Annan Planı’nı tartıştığımız dönemde, Federal Kıbrıs Cumhuriyeti’nin anayasal düzeninden daha çok mülkiyet sorununu tartıştığımız mutlaka hatırlanacaktır. Bu sorun, Kıbrıslı Rumlar tarafından Avrupa İnsan Hakları Mahkemesi’ne de taşınmış ve nihayet mahkemenin önerisi ile KKTC’de kurulan Taşınmaz Mal Komisyonu ile mülkiyet sorunu da farklı bir hal almıştır.
Taşınmaz Mal Komisyonu, Avrupa İnsan Hakları Mahkemesi’nin Xenides-Arestis davasında vermiş olduğu hüküm uyarınca, 67/2005 sayılı yasa ile kurulmuştur. Avrupa İnsan Hakları Mahkemesi, 1 Mart 2010 tarihli başka bir kararında da bunun “etkin bir hukuki çare sunduğunu” saptamıştır ve geçerliliğini güçlendirmiştir.
Şimdilerde inşaat sektörünün sorunlarını tartışırken, açık olmasa bile örtük bir şekilde gündemde olan soru işaretlerinden biri de mülkiyet sorunu ile ilgilidir. Konu ile ilgili sosyal medya paylaşımlarını takip edenler bileceklerdir: KKTC’de bu kadar inşaat yapılmasına karşı çıkanların bir kısmı, yaratılacak olan çevre sorunları kadar, Rumlardan kalan arazilerin inkişaf edilmesine ve yabancıların buralardan konut almasına da karşıdırlar. Kimin malını, kime satıyorsunuz? Bu görüş, genellikle bu soruyla gündeme getirilmektedir.
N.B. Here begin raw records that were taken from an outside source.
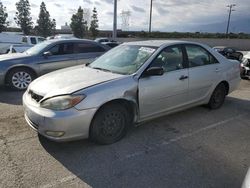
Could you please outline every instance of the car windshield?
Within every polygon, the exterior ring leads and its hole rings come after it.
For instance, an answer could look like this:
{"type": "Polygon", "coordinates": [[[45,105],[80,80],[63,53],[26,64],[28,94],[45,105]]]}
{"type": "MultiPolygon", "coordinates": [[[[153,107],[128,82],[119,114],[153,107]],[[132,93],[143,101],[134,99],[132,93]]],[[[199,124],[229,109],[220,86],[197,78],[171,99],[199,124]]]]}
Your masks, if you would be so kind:
{"type": "Polygon", "coordinates": [[[89,67],[118,74],[133,74],[155,50],[155,47],[122,45],[110,50],[91,63],[89,67]]]}
{"type": "Polygon", "coordinates": [[[41,51],[43,51],[44,48],[46,48],[49,44],[51,44],[50,41],[41,42],[41,43],[36,44],[35,46],[29,48],[29,49],[26,50],[24,53],[27,53],[27,54],[29,54],[29,55],[37,55],[37,54],[39,54],[41,51]]]}

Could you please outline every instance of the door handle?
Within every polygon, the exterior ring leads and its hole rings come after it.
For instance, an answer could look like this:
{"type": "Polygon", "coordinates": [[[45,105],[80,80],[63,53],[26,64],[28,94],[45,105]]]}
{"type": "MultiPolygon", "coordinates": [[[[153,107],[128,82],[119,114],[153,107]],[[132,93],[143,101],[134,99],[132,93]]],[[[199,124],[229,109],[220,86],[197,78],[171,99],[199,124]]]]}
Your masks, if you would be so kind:
{"type": "Polygon", "coordinates": [[[179,80],[185,80],[185,79],[188,79],[188,76],[182,75],[182,76],[179,78],[179,80]]]}

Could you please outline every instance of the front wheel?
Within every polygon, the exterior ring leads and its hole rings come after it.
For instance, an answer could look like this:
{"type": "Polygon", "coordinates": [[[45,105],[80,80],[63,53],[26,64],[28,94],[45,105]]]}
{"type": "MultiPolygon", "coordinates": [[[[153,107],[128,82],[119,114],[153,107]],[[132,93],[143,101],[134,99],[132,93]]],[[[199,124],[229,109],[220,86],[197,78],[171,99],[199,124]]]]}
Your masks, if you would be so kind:
{"type": "Polygon", "coordinates": [[[25,90],[35,79],[35,74],[26,68],[11,70],[6,77],[6,83],[14,90],[25,90]]]}
{"type": "Polygon", "coordinates": [[[108,104],[95,115],[90,128],[90,139],[99,144],[119,141],[125,136],[130,119],[124,106],[108,104]]]}
{"type": "Polygon", "coordinates": [[[208,107],[210,109],[218,109],[224,103],[226,97],[226,87],[223,83],[220,83],[214,90],[209,103],[208,107]]]}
Az veya çok ekonomi bilen herkes, mülkiyet sorunu yaşanan ülkelerde ekonomik gelişme olamayacağını da bilmektedir. Kuzey Kıbrıs’ta tapulu arazilerin %80 kadarının Kıbrıslı Rumların terk ettiği mülklerden oluştuğunu düşünürsek, bu mülkler el değiştiremez ve çağın gereklerine uygun şekilde kullanılamazsa ekonomik gelişme olamayacağı kesindir. Bu nedenle, daha 1995 yılında, DP-CTP koalisyon hükümeti, tasarruflarında Rumlardan kalan taşınmaz mal tutanlara “koçan” denilen yeni bir belge verilerek bu mülklerin alım-satıma konu olmalarını sağlamıştır.
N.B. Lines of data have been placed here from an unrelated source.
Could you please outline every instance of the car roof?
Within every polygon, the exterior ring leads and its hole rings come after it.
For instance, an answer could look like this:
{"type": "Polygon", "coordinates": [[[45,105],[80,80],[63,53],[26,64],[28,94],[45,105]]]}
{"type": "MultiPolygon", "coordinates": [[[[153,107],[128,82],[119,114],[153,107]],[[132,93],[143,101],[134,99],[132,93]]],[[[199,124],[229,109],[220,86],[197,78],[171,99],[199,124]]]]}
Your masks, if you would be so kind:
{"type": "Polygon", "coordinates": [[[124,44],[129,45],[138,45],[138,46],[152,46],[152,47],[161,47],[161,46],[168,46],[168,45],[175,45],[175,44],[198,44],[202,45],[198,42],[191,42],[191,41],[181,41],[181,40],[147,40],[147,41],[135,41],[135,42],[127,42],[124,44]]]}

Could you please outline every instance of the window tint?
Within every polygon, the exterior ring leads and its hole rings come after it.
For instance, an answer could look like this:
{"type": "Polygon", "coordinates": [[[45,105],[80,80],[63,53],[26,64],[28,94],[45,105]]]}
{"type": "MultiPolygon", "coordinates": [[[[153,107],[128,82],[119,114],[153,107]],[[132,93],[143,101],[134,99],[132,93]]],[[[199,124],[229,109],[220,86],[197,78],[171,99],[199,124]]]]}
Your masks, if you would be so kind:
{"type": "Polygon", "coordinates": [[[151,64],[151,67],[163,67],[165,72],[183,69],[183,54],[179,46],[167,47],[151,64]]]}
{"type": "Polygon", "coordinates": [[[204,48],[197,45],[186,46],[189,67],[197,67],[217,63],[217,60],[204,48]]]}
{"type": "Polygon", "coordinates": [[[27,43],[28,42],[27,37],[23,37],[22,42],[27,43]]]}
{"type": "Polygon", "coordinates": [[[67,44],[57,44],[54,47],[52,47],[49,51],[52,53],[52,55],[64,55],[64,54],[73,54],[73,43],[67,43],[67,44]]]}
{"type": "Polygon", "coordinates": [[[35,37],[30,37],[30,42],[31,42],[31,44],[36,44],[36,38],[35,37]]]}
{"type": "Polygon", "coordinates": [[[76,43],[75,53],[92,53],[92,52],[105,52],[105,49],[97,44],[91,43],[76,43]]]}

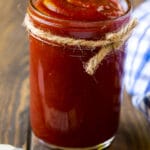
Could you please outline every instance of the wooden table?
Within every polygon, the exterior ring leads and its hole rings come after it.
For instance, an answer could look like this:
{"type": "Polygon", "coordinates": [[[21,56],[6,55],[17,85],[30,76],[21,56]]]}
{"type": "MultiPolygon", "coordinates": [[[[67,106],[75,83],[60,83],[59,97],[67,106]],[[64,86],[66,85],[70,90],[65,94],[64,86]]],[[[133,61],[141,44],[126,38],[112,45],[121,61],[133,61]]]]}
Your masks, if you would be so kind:
{"type": "MultiPolygon", "coordinates": [[[[136,1],[138,3],[138,1],[136,1]]],[[[29,52],[22,26],[26,0],[0,1],[0,143],[26,142],[29,52]]],[[[125,94],[116,139],[109,150],[150,150],[150,124],[125,94]]]]}

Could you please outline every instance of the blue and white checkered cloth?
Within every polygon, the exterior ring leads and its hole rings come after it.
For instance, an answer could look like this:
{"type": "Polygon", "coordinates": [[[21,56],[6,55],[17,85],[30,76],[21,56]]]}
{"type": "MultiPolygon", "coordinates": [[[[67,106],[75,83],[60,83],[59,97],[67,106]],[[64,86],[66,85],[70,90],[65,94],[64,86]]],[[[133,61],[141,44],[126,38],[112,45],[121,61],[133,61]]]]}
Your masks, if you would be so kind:
{"type": "Polygon", "coordinates": [[[139,24],[127,44],[124,83],[133,105],[150,121],[150,1],[133,12],[139,24]]]}

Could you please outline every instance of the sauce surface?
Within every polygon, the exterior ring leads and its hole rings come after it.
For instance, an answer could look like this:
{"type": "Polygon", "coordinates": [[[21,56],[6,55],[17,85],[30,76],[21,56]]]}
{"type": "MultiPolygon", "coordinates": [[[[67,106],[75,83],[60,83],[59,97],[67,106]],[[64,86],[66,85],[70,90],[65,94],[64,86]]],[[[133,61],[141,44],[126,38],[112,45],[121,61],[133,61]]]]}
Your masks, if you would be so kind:
{"type": "Polygon", "coordinates": [[[36,7],[46,15],[82,21],[114,19],[124,14],[118,0],[38,0],[36,7]]]}
{"type": "MultiPolygon", "coordinates": [[[[99,21],[124,13],[117,0],[36,0],[34,5],[46,15],[67,20],[99,21]]],[[[59,22],[60,28],[50,22],[43,29],[59,36],[95,40],[116,31],[128,19],[129,15],[110,20],[90,31],[87,27],[68,28],[64,22],[59,22]]],[[[38,22],[34,17],[32,21],[38,22]]],[[[36,24],[42,25],[40,21],[36,24]]],[[[120,114],[124,48],[108,54],[89,76],[83,64],[99,48],[56,45],[30,35],[30,116],[35,135],[50,144],[76,148],[95,146],[113,137],[120,114]]]]}

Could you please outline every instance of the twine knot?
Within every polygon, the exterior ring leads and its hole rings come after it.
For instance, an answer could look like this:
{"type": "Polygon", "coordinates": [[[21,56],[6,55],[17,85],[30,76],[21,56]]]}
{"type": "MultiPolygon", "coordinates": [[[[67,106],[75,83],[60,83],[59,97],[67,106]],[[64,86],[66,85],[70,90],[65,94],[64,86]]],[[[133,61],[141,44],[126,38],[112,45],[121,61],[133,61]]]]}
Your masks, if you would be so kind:
{"type": "Polygon", "coordinates": [[[119,31],[107,33],[105,39],[97,41],[62,37],[54,35],[50,32],[46,32],[42,29],[35,27],[32,21],[30,20],[28,14],[26,14],[25,16],[24,25],[26,26],[27,30],[31,32],[33,35],[40,37],[42,39],[49,40],[51,42],[55,42],[57,44],[68,46],[79,45],[88,48],[101,47],[100,50],[83,65],[85,71],[89,75],[93,75],[95,71],[98,69],[101,61],[106,57],[106,55],[108,55],[113,50],[119,50],[119,48],[129,38],[133,29],[137,25],[137,19],[136,18],[131,19],[119,31]]]}

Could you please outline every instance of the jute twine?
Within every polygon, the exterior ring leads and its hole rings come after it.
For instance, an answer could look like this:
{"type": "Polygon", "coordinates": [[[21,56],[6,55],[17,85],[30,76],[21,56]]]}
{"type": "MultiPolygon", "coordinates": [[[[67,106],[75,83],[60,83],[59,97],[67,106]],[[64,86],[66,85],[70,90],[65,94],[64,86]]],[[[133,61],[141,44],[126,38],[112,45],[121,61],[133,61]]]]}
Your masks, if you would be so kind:
{"type": "Polygon", "coordinates": [[[124,42],[129,38],[133,29],[137,25],[137,19],[131,19],[124,27],[122,27],[118,32],[107,33],[105,39],[103,40],[84,40],[84,39],[74,39],[70,37],[62,37],[54,35],[50,32],[46,32],[40,28],[34,26],[29,16],[25,16],[24,25],[27,30],[33,35],[40,37],[51,42],[55,42],[64,46],[84,46],[90,48],[101,47],[100,50],[91,57],[87,62],[84,63],[83,67],[89,75],[93,75],[97,68],[99,67],[102,60],[113,50],[119,50],[119,48],[124,44],[124,42]]]}

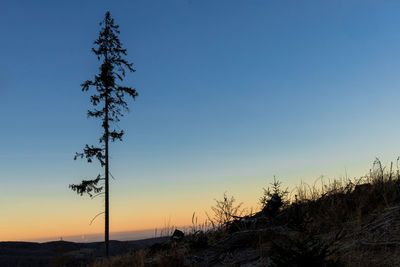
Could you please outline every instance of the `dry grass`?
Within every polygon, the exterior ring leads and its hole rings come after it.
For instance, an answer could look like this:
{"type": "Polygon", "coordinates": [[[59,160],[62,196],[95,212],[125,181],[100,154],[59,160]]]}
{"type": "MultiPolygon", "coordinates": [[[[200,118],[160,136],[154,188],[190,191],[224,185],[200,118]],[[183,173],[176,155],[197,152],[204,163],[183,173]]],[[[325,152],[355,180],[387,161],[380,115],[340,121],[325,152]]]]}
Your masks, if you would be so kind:
{"type": "MultiPolygon", "coordinates": [[[[199,223],[193,213],[192,225],[185,230],[185,241],[173,242],[158,251],[137,251],[117,256],[92,266],[196,266],[188,259],[196,253],[205,255],[215,246],[223,247],[224,241],[230,237],[227,226],[237,220],[230,211],[238,214],[240,205],[234,205],[233,198],[224,196],[222,201],[216,202],[220,208],[215,212],[217,220],[199,223]]],[[[321,177],[312,185],[301,183],[286,201],[288,204],[273,218],[266,218],[261,213],[243,217],[239,221],[251,224],[244,223],[240,231],[287,227],[299,233],[295,235],[299,239],[289,242],[286,252],[296,251],[301,257],[304,249],[304,255],[308,255],[308,245],[301,240],[312,238],[316,240],[311,242],[313,246],[317,244],[321,249],[317,247],[315,253],[319,254],[310,257],[321,260],[321,266],[325,266],[325,260],[339,261],[340,266],[400,266],[400,179],[399,170],[393,171],[393,164],[385,169],[376,160],[369,174],[359,179],[329,180],[321,177]],[[246,228],[246,225],[252,225],[252,228],[246,228]],[[297,247],[290,247],[290,243],[296,243],[297,247]]],[[[174,229],[167,226],[161,233],[171,235],[174,229]]],[[[259,260],[255,262],[259,266],[269,265],[273,247],[271,240],[259,236],[256,241],[253,243],[259,260]]],[[[232,259],[244,255],[244,252],[237,250],[232,259]]],[[[286,252],[283,250],[283,255],[286,252]]]]}

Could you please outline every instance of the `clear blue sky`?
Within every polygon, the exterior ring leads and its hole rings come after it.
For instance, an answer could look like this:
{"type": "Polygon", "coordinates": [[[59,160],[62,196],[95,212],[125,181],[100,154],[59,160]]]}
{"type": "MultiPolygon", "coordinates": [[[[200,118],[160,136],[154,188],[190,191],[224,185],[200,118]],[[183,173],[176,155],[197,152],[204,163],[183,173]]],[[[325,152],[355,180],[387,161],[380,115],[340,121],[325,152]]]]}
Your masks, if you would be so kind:
{"type": "MultiPolygon", "coordinates": [[[[27,212],[37,205],[48,216],[49,202],[63,207],[53,214],[60,220],[82,209],[74,220],[87,225],[97,213],[95,200],[67,186],[99,172],[73,155],[100,134],[80,84],[97,72],[90,49],[107,10],[137,69],[126,84],[139,92],[120,124],[125,140],[111,148],[115,217],[145,217],[135,209],[147,205],[165,211],[160,224],[180,222],[191,213],[179,203],[202,212],[228,190],[250,205],[273,175],[286,184],[359,176],[375,156],[388,164],[399,155],[398,1],[2,1],[0,9],[0,232],[36,221],[27,212]]],[[[114,230],[142,227],[126,223],[114,230]]]]}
Kıbrıs Cumhuriyeti’nin anayasal yapısının değiştirilmesi tartışıldığı zaman Rum tarafı “zorunluluk doktrini” denen bir anlayışa atıfla Kıbrıslı Türklerin olmadığı koşullarda devletin çalışmasını sağladığını iddia etmektedir. “Zorunluluk” diye bir halde söz edilecekse, tam da “Kıbrıs sorununun çözümsüzlük halinden” ve bunun yansıması olarak mülkiyet sorunundan söz etmek gerekir aslında. Bu sorun çözümsüz kalacaksa, bütün ekonomik faaliyetler aksayacak; yatırım olmayacak, turizm yapılamayacak, fabrika bile kurulamayacak demektir. Topraklarınızın %80’i bu durumdaysa siz “yandınız” demektir.
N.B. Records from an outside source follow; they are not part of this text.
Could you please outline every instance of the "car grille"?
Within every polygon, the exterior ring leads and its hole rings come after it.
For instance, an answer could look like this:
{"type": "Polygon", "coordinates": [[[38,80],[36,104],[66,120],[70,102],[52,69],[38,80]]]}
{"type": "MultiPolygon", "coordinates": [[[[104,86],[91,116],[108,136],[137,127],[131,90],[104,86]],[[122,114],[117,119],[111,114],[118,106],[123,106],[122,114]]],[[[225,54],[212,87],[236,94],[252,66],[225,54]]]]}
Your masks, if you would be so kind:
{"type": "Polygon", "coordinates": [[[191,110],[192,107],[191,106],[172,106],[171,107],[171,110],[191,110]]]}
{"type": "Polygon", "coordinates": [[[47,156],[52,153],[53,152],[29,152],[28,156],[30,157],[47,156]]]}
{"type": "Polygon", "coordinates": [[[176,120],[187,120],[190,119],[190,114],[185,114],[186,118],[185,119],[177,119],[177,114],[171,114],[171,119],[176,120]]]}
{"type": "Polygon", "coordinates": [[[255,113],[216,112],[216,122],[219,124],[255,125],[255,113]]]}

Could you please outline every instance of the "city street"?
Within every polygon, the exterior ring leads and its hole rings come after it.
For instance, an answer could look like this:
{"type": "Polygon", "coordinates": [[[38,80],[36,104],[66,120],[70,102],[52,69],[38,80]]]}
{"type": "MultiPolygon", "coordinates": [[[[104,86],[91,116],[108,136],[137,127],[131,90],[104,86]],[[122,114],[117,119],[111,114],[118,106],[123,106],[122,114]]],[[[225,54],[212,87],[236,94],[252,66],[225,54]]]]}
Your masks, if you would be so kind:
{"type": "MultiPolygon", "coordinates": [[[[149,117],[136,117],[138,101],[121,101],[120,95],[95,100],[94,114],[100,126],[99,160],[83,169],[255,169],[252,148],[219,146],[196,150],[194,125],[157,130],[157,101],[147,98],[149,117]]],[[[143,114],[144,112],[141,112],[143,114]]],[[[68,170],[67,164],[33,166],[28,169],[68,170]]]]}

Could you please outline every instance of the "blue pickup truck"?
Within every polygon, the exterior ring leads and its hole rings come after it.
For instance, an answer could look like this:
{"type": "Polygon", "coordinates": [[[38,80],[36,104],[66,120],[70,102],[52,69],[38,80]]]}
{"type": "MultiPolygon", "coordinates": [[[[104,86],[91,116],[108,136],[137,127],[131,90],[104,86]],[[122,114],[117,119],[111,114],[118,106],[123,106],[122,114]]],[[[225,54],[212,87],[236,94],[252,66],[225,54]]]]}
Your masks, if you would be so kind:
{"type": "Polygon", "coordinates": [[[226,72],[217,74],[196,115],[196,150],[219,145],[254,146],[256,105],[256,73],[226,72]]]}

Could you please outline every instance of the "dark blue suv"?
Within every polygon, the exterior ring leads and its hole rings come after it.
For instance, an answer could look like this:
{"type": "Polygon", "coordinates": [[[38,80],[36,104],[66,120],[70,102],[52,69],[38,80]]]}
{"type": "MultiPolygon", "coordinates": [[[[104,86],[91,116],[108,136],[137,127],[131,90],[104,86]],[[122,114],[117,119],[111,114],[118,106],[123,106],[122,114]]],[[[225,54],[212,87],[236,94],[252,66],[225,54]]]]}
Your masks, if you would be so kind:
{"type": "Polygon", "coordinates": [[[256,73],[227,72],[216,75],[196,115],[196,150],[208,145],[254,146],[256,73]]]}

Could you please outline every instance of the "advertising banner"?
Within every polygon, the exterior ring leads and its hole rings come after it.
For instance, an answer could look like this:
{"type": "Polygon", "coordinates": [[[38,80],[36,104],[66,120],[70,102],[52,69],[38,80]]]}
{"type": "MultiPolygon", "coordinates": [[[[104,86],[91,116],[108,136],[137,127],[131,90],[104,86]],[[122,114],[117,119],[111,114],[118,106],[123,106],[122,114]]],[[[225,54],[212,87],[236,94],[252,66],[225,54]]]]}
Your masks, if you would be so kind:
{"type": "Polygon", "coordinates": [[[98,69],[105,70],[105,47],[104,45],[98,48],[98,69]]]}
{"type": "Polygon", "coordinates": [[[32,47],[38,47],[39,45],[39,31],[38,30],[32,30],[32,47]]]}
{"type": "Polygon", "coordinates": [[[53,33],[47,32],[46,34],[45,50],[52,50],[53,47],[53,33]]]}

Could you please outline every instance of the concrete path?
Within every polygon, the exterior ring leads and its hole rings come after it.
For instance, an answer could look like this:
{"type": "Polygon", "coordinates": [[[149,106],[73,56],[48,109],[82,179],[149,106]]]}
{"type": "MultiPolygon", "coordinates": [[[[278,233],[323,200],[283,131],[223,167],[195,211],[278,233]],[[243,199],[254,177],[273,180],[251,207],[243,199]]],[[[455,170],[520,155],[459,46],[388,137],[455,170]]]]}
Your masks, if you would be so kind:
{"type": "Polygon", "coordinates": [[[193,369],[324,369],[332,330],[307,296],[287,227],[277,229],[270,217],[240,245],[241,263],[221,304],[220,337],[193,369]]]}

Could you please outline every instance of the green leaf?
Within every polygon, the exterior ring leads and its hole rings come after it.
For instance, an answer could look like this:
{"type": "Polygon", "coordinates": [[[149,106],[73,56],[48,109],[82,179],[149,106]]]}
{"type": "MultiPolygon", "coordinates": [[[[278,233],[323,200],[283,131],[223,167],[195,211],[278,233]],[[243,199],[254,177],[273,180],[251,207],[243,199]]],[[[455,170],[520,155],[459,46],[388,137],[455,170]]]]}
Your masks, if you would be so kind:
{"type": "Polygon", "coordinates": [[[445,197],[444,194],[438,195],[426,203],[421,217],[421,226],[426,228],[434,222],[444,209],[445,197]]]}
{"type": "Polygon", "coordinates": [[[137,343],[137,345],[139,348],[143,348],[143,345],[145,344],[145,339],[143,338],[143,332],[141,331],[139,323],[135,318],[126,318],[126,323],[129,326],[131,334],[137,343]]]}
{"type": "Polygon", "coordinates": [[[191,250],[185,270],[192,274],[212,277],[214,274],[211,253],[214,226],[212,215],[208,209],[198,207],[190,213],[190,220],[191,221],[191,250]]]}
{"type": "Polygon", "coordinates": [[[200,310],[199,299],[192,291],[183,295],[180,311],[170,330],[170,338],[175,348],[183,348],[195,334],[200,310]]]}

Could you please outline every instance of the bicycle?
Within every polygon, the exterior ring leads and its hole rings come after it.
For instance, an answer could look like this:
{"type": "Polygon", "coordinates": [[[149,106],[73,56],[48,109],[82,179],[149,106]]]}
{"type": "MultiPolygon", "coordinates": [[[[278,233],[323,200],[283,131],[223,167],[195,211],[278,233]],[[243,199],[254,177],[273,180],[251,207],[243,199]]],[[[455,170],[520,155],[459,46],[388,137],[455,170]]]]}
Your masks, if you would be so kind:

Avrupa İnsan Hakları Mahkemesi, bu soruna çare bulmak için yeni bir yol açarak Kıbrıs sorununun varlığı koşullarında da olsa Kıbrıs Türk ekonomisinin gelişmesini kolaylaştırmıştır. Zaten bu karar, 2004 referandumundan sonra uluslararası alanda elde edebildiğimiz tek avantajdır. Bu karar bize avantaj sağlarken Kıbrıslı Rumların terk ettikleri mallar üzerinde iddia ettikleri mülkiyet hakkını da korumuştur. Onlara, tazminat, takas veya iade seçeneklerini sunarak, uluslararası sorunlarda mülkiyet sorununun nasıl çözümlenebileceğine dair yeni bir ufuk açmıştır.
Kıbrıs’taki mülkiyet sorunlarına kişisel çerçeveden bakarak yaşanan haksızlıklara veya mağduriyetlere dikkat çekmek başka; sorunun neredeyse 60 yıldır devam ederken ekonomik gelişme için zorunluluk oluşturan “yasal mülkiyet altyapısının” ne olabileceğini konuşmak başka şeydir. Üstelik aynı anda ikisini birden yapmak da mümkündür.
Sorunu bu çerçevede algılayabilirsek, bugünkü tartışmaların “kimin malını kime satıyoruz” sorusu ile hiçbir ilişkisi olamayacağını da kolaylıkla algılayabiliriz sanırım.
Kimsenin malını, kimseye satmıyoruz! Adadaki varlığımızı devam ettirebilmek için küresel gelişmelerin bize sunduğu fırsatları değerlendirmeye çalışıyoruz.
Keşke biraz daha doğru dürüst değerlendirebilsek.